From: Matt Kundert (pirsigaffliction@hotmail.com)
Date: Sun Jul 24 2005 - 15:52:34 BST
David,
Matt said:
In this sense, since as long as a word is understood by the vast majority of
a culture, people will have an attitude about it, Rorty isn't suggesting
that we can suddenly one day have _no_ attitude towards it: there will be an
attitude, but it will be one of "Weh---should I care?"
David said:
I think that Rorty is suggesting you can simply drop it.
Matt:
Mmm, I don't think so. Given the terms of debate we are using and his
intentions, I don't think Rorty is suggesting we can simply and willfuly
drop a concept or belief in toto. I pretty sure he's talking about what is
or isn't central to our own self-understanding. At some point, I stopped
thinking about God. He's not central.
Matt said:
However, in the long run of a culture, words can drop out of use so much
that people just won't have an attitude about it, largely 'cuz no one will
have heard of it or understand it.
David said:
Why would no one have heard or understood this word when originally by your
own definition this word "is understood by the vast majority of a culture".
What caused the huge shift in values? I think that such a shift occurs
because new patterns have been introduced which encompass the older ones
which are now not so valuable anymore. Unlike what Rorty suggests where
suddenly, for no reason, the patterns are "simply dropped".
Matt:
Most people don't know what phlogiston is. Most people, after being told
what it is, don't care what phlogiston is. And I don't think phlogiston has
been encompassed by anything, either. It was rejected by the scientific
establishment, the same as Aristotle's telos for rocks. Newton's gravitas
didn't encompass Aristotle's idea of why rocks fall, it replaced it.

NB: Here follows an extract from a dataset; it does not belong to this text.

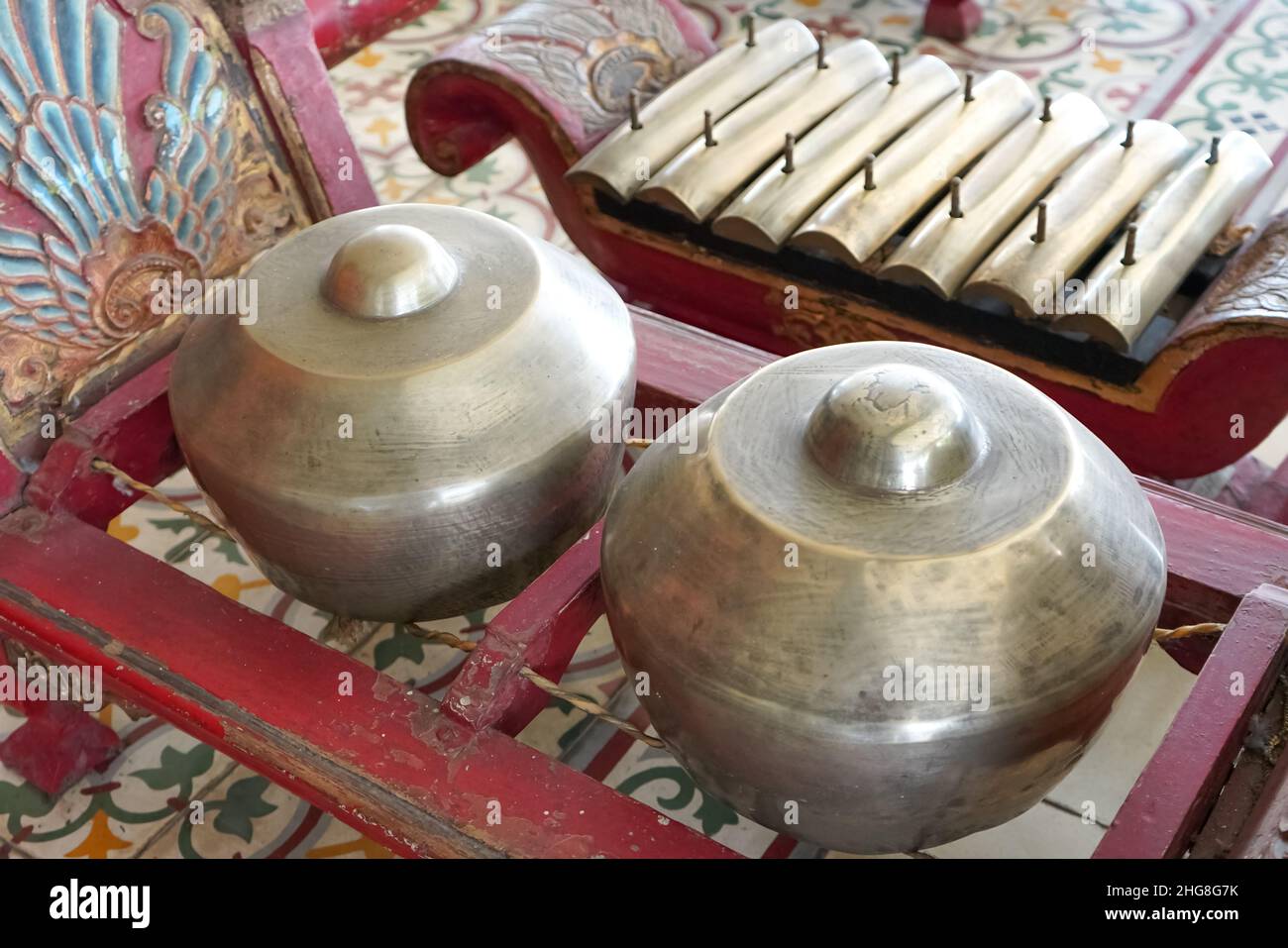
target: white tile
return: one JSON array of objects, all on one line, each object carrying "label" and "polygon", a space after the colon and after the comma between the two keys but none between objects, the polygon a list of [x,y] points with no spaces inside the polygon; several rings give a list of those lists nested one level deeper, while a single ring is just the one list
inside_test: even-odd
[{"label": "white tile", "polygon": [[1150,645],[1100,735],[1047,799],[1075,813],[1090,801],[1096,822],[1112,823],[1193,687],[1194,675]]}]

Ptolemaic astronomy wasn't encompassed by Copernican. There was a coup
d'etat. The cause of a "huge shift in values" is a replacement value, a
replacement pattern, idea, concept, belief. But I don't think it
necessarily encompasses it. And people won't have heard or understand
common words from the past because people gradually stopped hearing or
understanding the word: they stopped using it because it wasn't useful.
They stopped using it because it wasn't central to their self-understanding.